Is there a chance that interruption of WriteFile may in some circumstances leave the database in the inconsistent state, even with the journal enabled? I guess not, since the whole idea of the journal file is to be prepared for any error of any kind. But I'd like to hear more opinions about this.
Also, did someone tried something similar?
Thanks in advance.
EDIT:
Thanks to ereOn. I wasn't aware of the existence of sqlite3_interrupt. This probably answers my question.
Now, for all of you who wonders how (and why) one expects to do some background processing during the I/O within the same thread.
Unfortunately not many people are familiar with so-called "Overlapped I/O".

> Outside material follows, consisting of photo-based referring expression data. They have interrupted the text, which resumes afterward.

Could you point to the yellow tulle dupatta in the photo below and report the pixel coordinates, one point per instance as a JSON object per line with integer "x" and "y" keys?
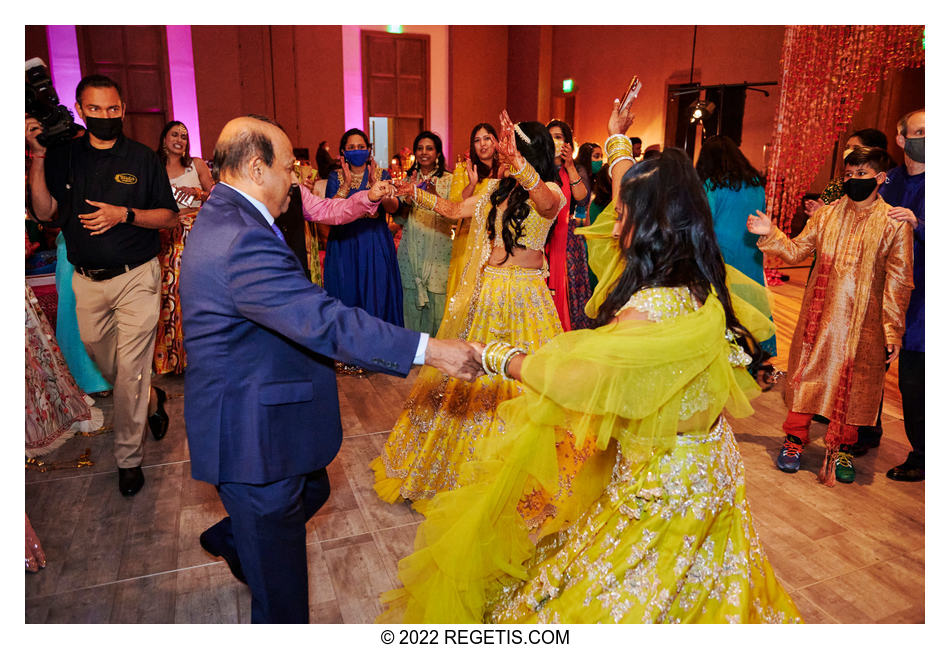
{"x": 623, "y": 382}
{"x": 751, "y": 301}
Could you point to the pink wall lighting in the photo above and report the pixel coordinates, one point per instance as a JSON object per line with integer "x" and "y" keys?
{"x": 181, "y": 72}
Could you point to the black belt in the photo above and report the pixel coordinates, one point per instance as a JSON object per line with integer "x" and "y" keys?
{"x": 100, "y": 274}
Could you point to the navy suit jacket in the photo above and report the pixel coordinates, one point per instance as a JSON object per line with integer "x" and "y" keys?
{"x": 260, "y": 390}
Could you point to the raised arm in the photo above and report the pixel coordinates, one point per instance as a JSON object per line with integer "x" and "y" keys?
{"x": 546, "y": 201}
{"x": 337, "y": 211}
{"x": 772, "y": 241}
{"x": 43, "y": 203}
{"x": 618, "y": 146}
{"x": 439, "y": 205}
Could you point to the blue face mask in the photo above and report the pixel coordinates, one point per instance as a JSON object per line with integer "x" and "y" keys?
{"x": 356, "y": 157}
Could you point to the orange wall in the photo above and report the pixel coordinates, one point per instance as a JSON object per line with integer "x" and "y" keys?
{"x": 478, "y": 77}
{"x": 291, "y": 73}
{"x": 602, "y": 59}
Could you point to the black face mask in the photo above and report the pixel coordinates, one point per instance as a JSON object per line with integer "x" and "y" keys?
{"x": 104, "y": 128}
{"x": 858, "y": 189}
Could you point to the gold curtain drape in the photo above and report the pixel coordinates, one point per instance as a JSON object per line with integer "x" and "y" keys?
{"x": 826, "y": 72}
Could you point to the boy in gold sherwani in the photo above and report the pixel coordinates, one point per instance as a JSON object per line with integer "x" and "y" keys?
{"x": 852, "y": 317}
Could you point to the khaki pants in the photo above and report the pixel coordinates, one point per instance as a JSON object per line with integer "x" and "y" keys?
{"x": 117, "y": 321}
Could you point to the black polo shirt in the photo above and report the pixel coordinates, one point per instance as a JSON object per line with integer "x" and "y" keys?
{"x": 128, "y": 175}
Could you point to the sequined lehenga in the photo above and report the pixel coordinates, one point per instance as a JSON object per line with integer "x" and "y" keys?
{"x": 444, "y": 418}
{"x": 621, "y": 502}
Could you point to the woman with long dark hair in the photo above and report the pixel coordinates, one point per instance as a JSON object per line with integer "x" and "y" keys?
{"x": 617, "y": 492}
{"x": 426, "y": 245}
{"x": 471, "y": 179}
{"x": 734, "y": 189}
{"x": 567, "y": 255}
{"x": 360, "y": 267}
{"x": 191, "y": 184}
{"x": 501, "y": 294}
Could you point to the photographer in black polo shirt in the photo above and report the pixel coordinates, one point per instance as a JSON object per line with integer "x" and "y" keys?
{"x": 110, "y": 195}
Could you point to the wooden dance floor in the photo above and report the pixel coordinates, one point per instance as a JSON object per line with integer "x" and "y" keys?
{"x": 850, "y": 554}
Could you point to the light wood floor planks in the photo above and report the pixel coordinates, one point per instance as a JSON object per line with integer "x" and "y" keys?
{"x": 850, "y": 554}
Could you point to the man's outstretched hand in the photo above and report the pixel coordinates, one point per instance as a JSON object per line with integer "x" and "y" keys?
{"x": 454, "y": 357}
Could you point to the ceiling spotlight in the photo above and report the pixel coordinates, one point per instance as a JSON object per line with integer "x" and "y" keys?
{"x": 700, "y": 110}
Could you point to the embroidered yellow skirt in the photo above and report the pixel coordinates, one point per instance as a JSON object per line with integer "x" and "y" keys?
{"x": 444, "y": 417}
{"x": 669, "y": 541}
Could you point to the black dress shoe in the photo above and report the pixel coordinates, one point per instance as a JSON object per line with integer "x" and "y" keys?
{"x": 158, "y": 421}
{"x": 906, "y": 472}
{"x": 215, "y": 546}
{"x": 131, "y": 480}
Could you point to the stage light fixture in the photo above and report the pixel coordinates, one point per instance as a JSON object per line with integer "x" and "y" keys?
{"x": 700, "y": 110}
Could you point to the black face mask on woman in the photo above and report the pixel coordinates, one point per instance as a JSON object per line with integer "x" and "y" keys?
{"x": 858, "y": 189}
{"x": 104, "y": 128}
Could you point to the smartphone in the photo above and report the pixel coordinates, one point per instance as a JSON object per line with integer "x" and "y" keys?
{"x": 632, "y": 91}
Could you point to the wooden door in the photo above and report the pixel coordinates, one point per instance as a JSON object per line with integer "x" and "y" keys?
{"x": 136, "y": 57}
{"x": 396, "y": 82}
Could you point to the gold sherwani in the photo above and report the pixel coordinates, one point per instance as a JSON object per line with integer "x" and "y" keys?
{"x": 853, "y": 307}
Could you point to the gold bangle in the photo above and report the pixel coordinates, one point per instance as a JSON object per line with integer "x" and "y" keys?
{"x": 527, "y": 177}
{"x": 514, "y": 351}
{"x": 610, "y": 169}
{"x": 424, "y": 199}
{"x": 618, "y": 146}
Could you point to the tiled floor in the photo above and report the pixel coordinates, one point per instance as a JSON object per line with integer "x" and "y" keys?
{"x": 852, "y": 553}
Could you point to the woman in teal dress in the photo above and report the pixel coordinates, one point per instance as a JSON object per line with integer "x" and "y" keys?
{"x": 360, "y": 266}
{"x": 425, "y": 248}
{"x": 734, "y": 190}
{"x": 87, "y": 375}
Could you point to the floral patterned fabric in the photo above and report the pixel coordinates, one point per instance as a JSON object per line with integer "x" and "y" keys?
{"x": 55, "y": 406}
{"x": 169, "y": 339}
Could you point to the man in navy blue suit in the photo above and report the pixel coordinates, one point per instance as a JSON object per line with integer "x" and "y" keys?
{"x": 261, "y": 406}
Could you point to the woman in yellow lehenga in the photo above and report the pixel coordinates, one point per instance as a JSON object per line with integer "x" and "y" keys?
{"x": 502, "y": 295}
{"x": 471, "y": 178}
{"x": 617, "y": 493}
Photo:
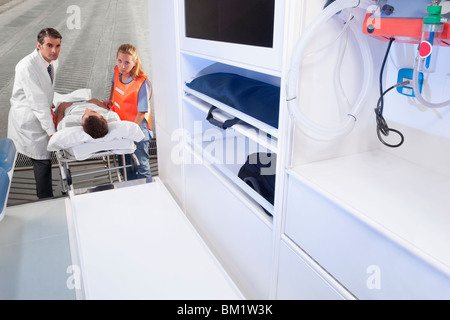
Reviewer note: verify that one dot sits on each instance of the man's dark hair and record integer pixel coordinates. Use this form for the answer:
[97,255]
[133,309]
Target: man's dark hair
[95,126]
[48,32]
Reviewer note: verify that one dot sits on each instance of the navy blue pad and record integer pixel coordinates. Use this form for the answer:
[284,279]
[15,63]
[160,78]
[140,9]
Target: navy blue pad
[258,99]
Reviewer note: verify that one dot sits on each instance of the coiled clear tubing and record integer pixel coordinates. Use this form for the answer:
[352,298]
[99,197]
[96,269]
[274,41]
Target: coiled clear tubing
[309,127]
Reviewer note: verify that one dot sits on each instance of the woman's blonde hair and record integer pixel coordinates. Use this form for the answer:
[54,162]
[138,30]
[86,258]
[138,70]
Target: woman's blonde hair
[137,70]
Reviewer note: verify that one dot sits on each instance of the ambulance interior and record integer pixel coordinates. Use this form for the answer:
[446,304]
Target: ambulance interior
[362,149]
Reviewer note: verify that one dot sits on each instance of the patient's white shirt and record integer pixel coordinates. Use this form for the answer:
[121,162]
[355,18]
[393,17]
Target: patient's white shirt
[74,113]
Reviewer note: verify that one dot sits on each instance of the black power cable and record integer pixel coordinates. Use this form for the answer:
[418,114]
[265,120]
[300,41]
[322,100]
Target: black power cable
[382,127]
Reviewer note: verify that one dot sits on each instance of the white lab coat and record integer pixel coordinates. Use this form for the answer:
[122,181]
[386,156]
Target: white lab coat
[30,121]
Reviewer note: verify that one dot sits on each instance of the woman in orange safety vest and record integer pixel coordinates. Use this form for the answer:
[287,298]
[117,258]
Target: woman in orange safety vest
[130,99]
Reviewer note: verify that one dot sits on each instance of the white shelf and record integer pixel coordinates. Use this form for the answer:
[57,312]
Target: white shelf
[404,201]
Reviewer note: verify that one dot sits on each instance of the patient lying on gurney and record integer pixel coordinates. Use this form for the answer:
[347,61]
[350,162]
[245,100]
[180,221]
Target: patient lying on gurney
[92,115]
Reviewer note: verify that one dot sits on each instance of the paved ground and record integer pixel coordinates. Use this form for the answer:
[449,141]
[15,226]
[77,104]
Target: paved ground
[92,31]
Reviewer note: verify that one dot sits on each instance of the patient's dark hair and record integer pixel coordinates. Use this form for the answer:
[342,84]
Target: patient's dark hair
[95,126]
[48,32]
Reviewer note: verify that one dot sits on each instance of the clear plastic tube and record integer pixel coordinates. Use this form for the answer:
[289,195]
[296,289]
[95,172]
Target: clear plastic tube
[309,127]
[424,64]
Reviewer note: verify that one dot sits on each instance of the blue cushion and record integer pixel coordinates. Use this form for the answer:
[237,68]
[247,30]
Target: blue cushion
[7,153]
[4,187]
[258,99]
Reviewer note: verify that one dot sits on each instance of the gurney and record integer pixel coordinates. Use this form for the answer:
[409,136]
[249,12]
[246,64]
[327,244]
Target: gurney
[73,145]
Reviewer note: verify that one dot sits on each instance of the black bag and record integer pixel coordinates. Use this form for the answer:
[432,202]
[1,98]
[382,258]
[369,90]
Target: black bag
[259,173]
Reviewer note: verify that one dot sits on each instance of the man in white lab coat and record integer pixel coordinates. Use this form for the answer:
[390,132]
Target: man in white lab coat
[31,122]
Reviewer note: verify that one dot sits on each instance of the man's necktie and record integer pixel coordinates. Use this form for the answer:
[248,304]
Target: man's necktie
[49,69]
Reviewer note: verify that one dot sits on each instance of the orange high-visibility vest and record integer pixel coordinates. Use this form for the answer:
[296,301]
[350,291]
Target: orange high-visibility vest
[125,97]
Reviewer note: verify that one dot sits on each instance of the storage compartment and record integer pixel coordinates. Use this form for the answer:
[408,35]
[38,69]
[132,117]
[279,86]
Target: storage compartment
[227,149]
[234,227]
[379,243]
[269,57]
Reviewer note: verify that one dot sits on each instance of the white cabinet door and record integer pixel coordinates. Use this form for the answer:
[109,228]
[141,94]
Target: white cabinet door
[298,281]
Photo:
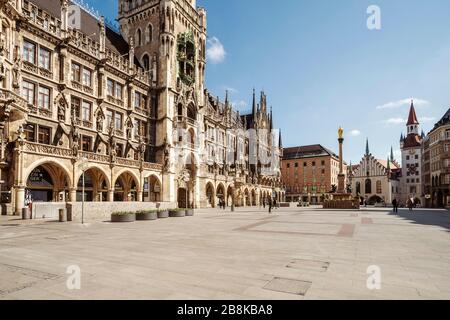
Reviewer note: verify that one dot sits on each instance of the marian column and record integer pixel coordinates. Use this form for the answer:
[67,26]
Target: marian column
[341,176]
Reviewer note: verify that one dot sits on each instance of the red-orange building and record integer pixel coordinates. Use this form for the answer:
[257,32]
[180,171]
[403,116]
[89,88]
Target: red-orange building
[309,173]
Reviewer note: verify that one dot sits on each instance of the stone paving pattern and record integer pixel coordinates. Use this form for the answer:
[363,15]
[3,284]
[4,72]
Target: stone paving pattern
[222,255]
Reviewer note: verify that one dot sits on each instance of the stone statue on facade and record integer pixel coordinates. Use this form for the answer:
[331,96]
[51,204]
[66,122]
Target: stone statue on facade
[166,155]
[61,110]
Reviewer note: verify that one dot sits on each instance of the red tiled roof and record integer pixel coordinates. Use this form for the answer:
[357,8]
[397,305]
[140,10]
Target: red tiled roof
[384,164]
[412,118]
[89,26]
[411,141]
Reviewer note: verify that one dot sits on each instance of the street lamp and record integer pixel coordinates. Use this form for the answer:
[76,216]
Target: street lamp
[83,166]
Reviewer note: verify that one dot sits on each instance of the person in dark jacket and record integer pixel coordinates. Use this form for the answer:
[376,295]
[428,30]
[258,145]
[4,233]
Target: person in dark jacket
[395,205]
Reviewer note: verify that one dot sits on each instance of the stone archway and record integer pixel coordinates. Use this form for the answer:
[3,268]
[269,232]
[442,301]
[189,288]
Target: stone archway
[126,187]
[247,201]
[210,195]
[220,193]
[96,186]
[152,189]
[182,198]
[230,194]
[48,182]
[253,198]
[374,199]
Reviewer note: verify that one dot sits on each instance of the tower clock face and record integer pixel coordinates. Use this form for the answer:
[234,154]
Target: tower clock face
[412,170]
[186,58]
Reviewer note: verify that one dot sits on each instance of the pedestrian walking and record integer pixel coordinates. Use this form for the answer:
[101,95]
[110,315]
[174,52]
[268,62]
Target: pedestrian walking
[411,204]
[270,205]
[395,205]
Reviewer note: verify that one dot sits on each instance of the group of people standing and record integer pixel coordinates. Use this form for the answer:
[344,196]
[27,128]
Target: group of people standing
[411,203]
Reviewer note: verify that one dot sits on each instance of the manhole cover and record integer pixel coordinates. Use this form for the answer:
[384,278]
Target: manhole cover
[313,265]
[291,286]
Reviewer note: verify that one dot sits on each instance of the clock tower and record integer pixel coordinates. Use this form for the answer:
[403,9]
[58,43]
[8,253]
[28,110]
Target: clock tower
[411,148]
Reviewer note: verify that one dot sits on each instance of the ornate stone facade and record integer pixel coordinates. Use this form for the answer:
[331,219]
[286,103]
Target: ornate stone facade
[128,108]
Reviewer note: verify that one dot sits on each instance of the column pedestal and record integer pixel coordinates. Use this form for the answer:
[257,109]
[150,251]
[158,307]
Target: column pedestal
[110,195]
[20,200]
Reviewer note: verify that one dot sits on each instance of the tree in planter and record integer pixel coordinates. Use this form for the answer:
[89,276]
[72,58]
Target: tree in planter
[123,216]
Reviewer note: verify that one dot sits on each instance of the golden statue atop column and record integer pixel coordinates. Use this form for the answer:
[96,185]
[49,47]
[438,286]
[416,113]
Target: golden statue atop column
[341,199]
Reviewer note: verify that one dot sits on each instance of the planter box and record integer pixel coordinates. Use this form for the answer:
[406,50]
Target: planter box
[26,213]
[124,218]
[147,216]
[177,214]
[163,214]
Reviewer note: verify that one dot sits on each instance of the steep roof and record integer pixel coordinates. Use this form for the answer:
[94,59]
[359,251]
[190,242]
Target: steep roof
[392,165]
[412,118]
[310,151]
[89,25]
[443,121]
[412,141]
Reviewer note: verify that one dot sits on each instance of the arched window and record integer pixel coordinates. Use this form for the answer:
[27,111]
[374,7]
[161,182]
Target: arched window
[149,33]
[368,186]
[379,189]
[146,62]
[192,114]
[139,37]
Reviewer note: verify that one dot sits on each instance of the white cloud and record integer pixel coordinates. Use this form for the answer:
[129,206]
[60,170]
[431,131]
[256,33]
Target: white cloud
[426,119]
[240,104]
[395,121]
[398,155]
[403,102]
[215,52]
[230,89]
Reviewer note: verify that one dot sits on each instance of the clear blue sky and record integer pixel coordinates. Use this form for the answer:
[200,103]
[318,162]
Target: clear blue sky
[321,67]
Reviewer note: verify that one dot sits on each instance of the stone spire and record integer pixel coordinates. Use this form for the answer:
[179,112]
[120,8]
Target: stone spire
[388,167]
[412,118]
[254,109]
[271,119]
[280,142]
[103,37]
[131,54]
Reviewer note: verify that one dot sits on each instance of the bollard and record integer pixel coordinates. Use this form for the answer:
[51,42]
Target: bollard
[26,213]
[69,213]
[62,215]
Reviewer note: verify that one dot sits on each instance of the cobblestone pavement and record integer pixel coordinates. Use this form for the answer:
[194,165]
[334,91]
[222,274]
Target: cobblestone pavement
[304,253]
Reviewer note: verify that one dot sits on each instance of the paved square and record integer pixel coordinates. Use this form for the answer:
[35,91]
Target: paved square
[221,255]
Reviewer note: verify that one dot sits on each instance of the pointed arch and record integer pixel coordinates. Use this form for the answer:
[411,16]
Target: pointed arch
[139,37]
[149,33]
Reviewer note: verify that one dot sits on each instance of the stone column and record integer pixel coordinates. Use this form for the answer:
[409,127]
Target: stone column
[20,200]
[111,195]
[341,176]
[73,195]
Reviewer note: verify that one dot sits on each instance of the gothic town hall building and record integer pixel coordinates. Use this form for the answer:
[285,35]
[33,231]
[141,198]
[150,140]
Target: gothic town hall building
[126,106]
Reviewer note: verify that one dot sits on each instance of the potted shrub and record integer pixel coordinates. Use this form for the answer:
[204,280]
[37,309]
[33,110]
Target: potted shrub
[123,217]
[162,214]
[177,213]
[147,215]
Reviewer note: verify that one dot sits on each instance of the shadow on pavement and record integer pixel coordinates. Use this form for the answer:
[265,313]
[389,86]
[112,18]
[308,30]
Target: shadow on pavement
[440,218]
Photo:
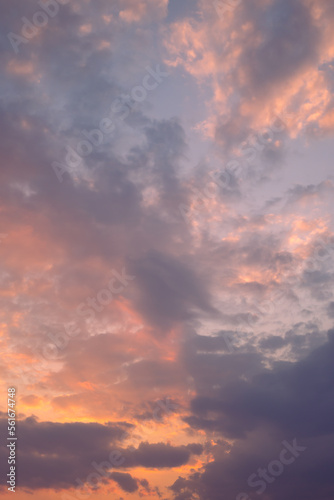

http://en.wikipedia.org/wiki/Overlapped_I/O
Using it one issues an I/O operation asynchronously, and the calling thread is not blocked. Then one receives the I/O completion status using one of the completion mechanisms: waitable event, new routine queued into the APC, or the completion port.
Using this technique one doesn't have to create extra threads. Actually the only real legitimation for creating threads is when your bottleneck is the computation time (i.e. CPU load), and the machine has several CPUs (or cores).
And creating a thread just to let it be blocked by the OS most of the time - this doesn't make sense. This leads to the unjustified waste of the OS resources, complicates the program (need for synchronization and etc.).
Unfortunately not all the libraries/APIs allow asynchronous mode of operation, thus making creating extra threads the necessarily evil.
EDIT2:
I've already found the solution, thansk to ereOn.
For all those who nevertheless insist that it's not worth doing things "in background" while "waiting" for the I/O to complete using overlapped I/O. I disagree, and I think there's no point to argue about this. At least this is not related to the subject.
I'm a Windows programmer (as you may noticed), and I have a very extensive experience in all kinds of multitasking. Plus I'm also a driver writer, so that I also know how things work "behind the scenes".
I know that it's a "common practice" to create several threads to do several things "in parallel". But this doesn't mean that this is a good practice. Please allow me not to follow the "common practice".
I don't understand why you want the interruption to come from the same thread and I even don't understand how that would be possible: if the current thread is blocked, waiting for some IO, you can't execute any other code. (Yeah, that's what "blocked" means)
Perhaps if you give us more hints about why you want this, we might help further.
Usually, I use sqlite3_interrupt() to cancel calls. But this, obviously, involves that the call is made from another thread.
By default, SQLite is threadsafe. It sounds to me like the easiest thing to do would be to start the Sqlite command on a background thread, and let SQLite to the necessary locking to have that work.
From your perspective then, the sqlite call looks like an asynchronous bit of I/O, and you can continue normal processing on this thread, such as e.g. using a loop including interruptible sleep and a bit of occasional background processing (e.g. to update a liveness indicator). When the SQLite statement completes, the background thread should set a state variable to indicate this, wake the main thread (if necessary), and terminate.